For Normal response models, Wald tests and, likelihood ratio tests as well as t-tests can be conducted for testing the significance of fixed parameters. They all produce similar conclusions when testing on a single parameter. The Wald test can be carried out through the Intervals and Tests window available from the Model drop down menu (for some examples of tests using this window see How do I test whether two coefficients are equal? and How do I test if an interaction between a continuous and a categorical variable is significant?). The likelihood ratio test can be calculated by taking the difference in the -2log-likelihood values of any two nested models, available from column C1091. The degrees of freedom for the test is the difference in the number of parameters between the two models. The t-test statistic is given by the ratio of the estimate over its standard error. For the random parameter estimates, we recommend using the Wald test or the likelihood ratio test. For non-linear models, no likelihood values are available as these models are fitted using quasi likelihood, hence the likelihood ratio test is not available. One can use the Wald test for an approximate answer. In some extreme cases, MCMC and bootstrapping estimation procedures available in MLwiN should be considered. Both methods provide parameter chains for the empirical distribution or confidence intervals for each parameter estimate.
Example question: I have a categorical variable with 6 categories which I have entered into my model as an explanatory variable, and I want to test whether the coefficients for two of the dummy variables are significantly different from each other. How do I do this?

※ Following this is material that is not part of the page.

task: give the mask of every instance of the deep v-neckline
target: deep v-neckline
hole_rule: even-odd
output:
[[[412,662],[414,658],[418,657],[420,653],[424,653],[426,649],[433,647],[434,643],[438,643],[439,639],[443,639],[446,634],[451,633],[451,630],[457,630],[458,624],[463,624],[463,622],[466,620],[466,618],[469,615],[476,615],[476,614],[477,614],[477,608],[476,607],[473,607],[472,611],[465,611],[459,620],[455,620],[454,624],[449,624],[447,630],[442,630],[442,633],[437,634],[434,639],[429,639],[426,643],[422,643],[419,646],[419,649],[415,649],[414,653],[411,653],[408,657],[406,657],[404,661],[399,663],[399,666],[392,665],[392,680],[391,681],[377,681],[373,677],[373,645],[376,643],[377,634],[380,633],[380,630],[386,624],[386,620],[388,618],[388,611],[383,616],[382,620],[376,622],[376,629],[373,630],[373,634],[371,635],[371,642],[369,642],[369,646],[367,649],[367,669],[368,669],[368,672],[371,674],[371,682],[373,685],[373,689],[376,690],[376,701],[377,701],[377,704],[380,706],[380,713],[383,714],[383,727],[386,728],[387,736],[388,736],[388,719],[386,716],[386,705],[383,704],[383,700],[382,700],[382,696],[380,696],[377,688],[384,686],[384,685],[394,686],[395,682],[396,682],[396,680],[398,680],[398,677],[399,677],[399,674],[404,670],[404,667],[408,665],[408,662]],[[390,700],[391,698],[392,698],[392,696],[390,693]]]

After running the model, select Intervals and tests from the Model menu. In the window that appears, select fixed (at the bottom of the window) and in the box # of functions type 1 (if it does not already say 1). In the top part of the window type a 1 in the box next to one of the dummy variables and a -1 in the box next to the other (it does not matter which way round you do this). In the box next to constant(k) type 0 (if it does not already say 0). Now press the Calc button at the bottom of the window. The box chi sq, (f-k)=0. (1df) now contains the test statistic to be compared against the distribution with 1 degree of freedom, and we can make the comparison using the Tail Areas window from the Basic Statistics menu. The null hypothesis is that there is no difference between the coefficients. (Important note: it may be necessary to resize the column in order to make sure you can see the entire number in the chi sq, (f-k)=0. (1df) box. To do this put the cursor over the column divider right at the top (in the blue row) and it should become a double arrow; you can then click and drag to resize).
tutorialdataset supplied with MLwiN and that we have set up in the Equations window a random intercepts model with explanatory variables standlrt and vrband (with vb1 as the reference category). Suppose we want to test whether the coefficients of vb2 and vb3 are equal. We run the model, and then select Intervals and tests from the Model menu. In the window that appears, we select fixed (at the bottom of the window) and in the box # of functions we type 1. In the top part of the window we type a 1 in the box next to fixed : vb2 and a -1 in the box next to the fixed : vb3. In the box next to constant(k) we type 0 (which is the default so may already be entered). Then we press the Calc button at the bottom of the window. We see from the box chi sq, (f-k)=0. (1df) that our test statistic is 73.879 (we check it really is 73.879 and not 273.879 or 5673.879 by resizing the column). We select Tail Areas window from the Basic Statistics menu. In the window that appears, we leave Chi Squared selected, in the Value box we type 73.879, and in the Degrees of freedom box we type 1. We press Calculate and the Output window appears giving us a probability of (= 0.0000000000000000083055). We can thus reject the null hypothesis that there is no difference between the coefficients of vb2 and vb3 and conclude that the coefficients are significantly different from each other.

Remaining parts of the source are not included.